The Senate still must approve the legislation before it can head to President Obama's desk. With just more than a month to go before the reduction takes effect, organized medicine and other health policy organizations called on the upper chamber to revisit the issue soon.

"The AMA urges the Senate to act quickly before the cut begins on Jan. 1," said American Medical Association President J. James Rohack, MD. "Fixing the Medicare physician payment formula once and for all is an essential element of comprehensive health reform."

The Senate, meanwhile, set the stage for a floor debate on a comprehensive health system reform bill unveiled by Democratic leaders on Nov. 18. That bill contains only a one-year payment patch. On Nov. 21, the Senate voted 60-39 on a motion to consider the bill, the Patient Protection and Affordable Care Act, a procedural move that required 60 votes for approval. Full Senate floor debate will start after a Thanksgiving break, with the goal of passing the bill by Christmas.
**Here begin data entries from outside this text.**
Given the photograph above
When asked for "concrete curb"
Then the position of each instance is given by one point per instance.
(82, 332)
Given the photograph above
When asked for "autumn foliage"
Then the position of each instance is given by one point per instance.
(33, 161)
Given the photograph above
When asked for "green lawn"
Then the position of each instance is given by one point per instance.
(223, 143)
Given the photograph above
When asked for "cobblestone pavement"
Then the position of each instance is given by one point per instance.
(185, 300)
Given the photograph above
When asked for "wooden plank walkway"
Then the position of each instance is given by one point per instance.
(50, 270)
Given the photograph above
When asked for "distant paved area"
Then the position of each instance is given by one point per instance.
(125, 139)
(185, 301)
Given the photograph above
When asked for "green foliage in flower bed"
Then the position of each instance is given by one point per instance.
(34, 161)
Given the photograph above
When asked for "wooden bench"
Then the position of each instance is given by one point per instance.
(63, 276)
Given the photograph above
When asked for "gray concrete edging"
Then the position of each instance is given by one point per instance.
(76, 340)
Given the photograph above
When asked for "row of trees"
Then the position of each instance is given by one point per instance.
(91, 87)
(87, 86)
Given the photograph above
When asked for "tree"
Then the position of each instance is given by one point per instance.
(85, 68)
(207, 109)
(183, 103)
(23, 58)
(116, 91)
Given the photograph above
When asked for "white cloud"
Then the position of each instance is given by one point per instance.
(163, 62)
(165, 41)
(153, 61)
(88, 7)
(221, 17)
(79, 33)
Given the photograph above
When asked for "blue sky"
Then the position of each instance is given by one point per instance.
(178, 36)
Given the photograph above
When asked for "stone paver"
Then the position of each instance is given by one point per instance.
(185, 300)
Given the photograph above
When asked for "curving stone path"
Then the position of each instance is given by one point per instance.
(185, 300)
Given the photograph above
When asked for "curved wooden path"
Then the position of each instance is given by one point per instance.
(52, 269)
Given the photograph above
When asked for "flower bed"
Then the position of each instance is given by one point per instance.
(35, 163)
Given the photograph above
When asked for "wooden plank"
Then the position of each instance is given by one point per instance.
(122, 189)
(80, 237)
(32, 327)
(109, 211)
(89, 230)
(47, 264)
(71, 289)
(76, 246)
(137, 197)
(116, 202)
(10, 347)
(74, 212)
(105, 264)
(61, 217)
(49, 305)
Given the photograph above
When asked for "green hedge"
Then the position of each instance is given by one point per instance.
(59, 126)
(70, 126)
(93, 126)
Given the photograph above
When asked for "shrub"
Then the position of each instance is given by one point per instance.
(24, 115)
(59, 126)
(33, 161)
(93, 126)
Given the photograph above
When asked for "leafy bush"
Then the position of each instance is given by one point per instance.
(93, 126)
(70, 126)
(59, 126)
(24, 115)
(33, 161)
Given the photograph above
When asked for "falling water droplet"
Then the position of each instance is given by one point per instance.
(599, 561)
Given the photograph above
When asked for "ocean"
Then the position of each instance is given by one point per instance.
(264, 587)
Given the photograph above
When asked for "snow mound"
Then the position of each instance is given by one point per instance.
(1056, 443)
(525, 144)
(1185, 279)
Some observers expressed optimism that the Senate also would act on long-term Medicare pay reform before the end of the year.

"Congress has long recognized that the current payment formula is fatally flawed, but in past years has only managed to apply a legislative Band-Aid and avert the pay cut scheduled for the following year," said Joe Baker, president of the Medicare Rights Center, a national, nonprofit consumer service organization. "We are confident that Senate Majority Leader Harry Reid will make good on his pledge and have the Senate again take up a long-term fix to Medicare's formula for paying doctors."

But some said it's more likely that Congress once again will enact only a temporary solution. "It probably won't get done this year, but it's likely that some type of [long-term] legislation will be put through later next year," said Paul Ginsburg, PhD, president of the Center for Studying Health System Change, a nonpartisan policy research organization.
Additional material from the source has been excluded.